As the Company bought-back its shares, the buy-back and any subsequent cancellation of the shares will be disregarded by the Company for income tax purposes under section 159GZZZN.
Question 2
Summary
The dividend component was a frankable distribution under section 202-40 of the ITAA 1997.
Detailed reasoning
Subsection 202-40(1) of the ITAA 1997 provides that a distribution is a frankable distribution to the extent it is not unfrankable under section 202-45 of the ITAA 1997.

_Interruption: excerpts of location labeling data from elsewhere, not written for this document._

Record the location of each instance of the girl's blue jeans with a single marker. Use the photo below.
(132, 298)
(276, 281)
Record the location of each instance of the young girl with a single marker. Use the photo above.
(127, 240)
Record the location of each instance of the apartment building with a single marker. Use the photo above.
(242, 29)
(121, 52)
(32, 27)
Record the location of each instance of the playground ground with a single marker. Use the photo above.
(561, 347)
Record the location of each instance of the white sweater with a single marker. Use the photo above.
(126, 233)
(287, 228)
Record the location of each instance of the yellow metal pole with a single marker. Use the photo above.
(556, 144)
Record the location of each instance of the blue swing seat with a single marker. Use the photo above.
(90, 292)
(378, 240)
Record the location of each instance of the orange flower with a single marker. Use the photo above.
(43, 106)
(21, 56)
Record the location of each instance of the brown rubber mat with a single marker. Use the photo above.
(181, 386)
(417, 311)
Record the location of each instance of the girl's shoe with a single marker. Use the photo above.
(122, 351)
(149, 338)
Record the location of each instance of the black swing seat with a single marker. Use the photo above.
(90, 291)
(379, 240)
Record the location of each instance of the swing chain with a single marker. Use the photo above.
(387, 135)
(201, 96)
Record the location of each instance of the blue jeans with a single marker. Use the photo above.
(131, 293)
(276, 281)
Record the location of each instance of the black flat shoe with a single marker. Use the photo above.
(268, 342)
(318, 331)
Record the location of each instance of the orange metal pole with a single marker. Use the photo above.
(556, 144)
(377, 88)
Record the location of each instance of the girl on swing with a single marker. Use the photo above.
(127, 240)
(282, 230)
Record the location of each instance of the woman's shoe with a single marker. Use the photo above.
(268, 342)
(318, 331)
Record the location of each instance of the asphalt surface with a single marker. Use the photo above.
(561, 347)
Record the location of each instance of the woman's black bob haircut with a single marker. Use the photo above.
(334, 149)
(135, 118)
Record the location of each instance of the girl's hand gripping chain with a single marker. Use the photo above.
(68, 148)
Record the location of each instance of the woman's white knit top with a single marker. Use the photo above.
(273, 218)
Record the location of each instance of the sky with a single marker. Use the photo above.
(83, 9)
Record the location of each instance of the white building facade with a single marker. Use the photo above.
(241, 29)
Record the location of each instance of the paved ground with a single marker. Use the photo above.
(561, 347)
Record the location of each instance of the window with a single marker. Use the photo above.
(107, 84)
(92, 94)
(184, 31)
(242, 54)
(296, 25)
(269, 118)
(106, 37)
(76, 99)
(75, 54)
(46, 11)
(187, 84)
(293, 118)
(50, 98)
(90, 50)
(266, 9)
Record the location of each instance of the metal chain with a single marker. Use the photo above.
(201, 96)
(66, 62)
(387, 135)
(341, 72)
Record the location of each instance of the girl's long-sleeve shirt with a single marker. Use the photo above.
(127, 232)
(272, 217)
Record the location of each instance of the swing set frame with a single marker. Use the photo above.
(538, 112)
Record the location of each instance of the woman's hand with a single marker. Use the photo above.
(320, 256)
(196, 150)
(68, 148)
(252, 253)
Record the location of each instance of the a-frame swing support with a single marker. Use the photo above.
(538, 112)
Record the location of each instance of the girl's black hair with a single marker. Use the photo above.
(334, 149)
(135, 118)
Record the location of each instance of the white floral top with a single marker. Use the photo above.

Section 202-45 of the ITAA 1997 sets out a list of unfrankable distributions.
The Company is a franking entity and is not subject to section 202-45 of the ITAA 1997, the terms of the buy-back are such that the dividend component was a frankable distribution pursuant to section 202-40 of the ITAA 1997 and the dividend component was capable of being franked in accordance with section 202-5 of the ITAA 1997.
Question 3
Summary
The Commissioner will make a determination under paragraph 177EA(5)(a).
Detailed reasoning
Section 177EA is a general anti-avoidance provision that applies to franking credit trading schemes where, having regard to the relevant circumstance of the scheme, one of the purposes (other than an incidental purpose) of the scheme is to obtain a franking credit benefit.
Having considered all relevant circumstances of the buy-back, the Commissioner is of the view that section 177EA applies to the buy-back.
Where section 177EA applies, the Commissioner has a discretion pursuant to subsection 177EA(5) to make a determination to debit the company’s franking account pursuant to paragraph 177EA(5)(a), or to deny the imputation benefit arising to each participating shareholder pursuant to paragraph 177EA(5)(b).
The Commissioner will exercise his discretion to make a determination under paragraph 177EA(5)(a).
Question 4
Summary
The Commissioner will not make a determination under paragraph 204-30(3)(a) of the of the ITAA 1997.
Detailed Reasoning
The Commissioner will not make a determination pursuant to paragraph 204-30(3)(a) of the ITAA 1997 on the basis that the Commissioner will, as set out in the Detailed reasoning for Question 3, exercise his discretion under paragraph 177EA(5)(a).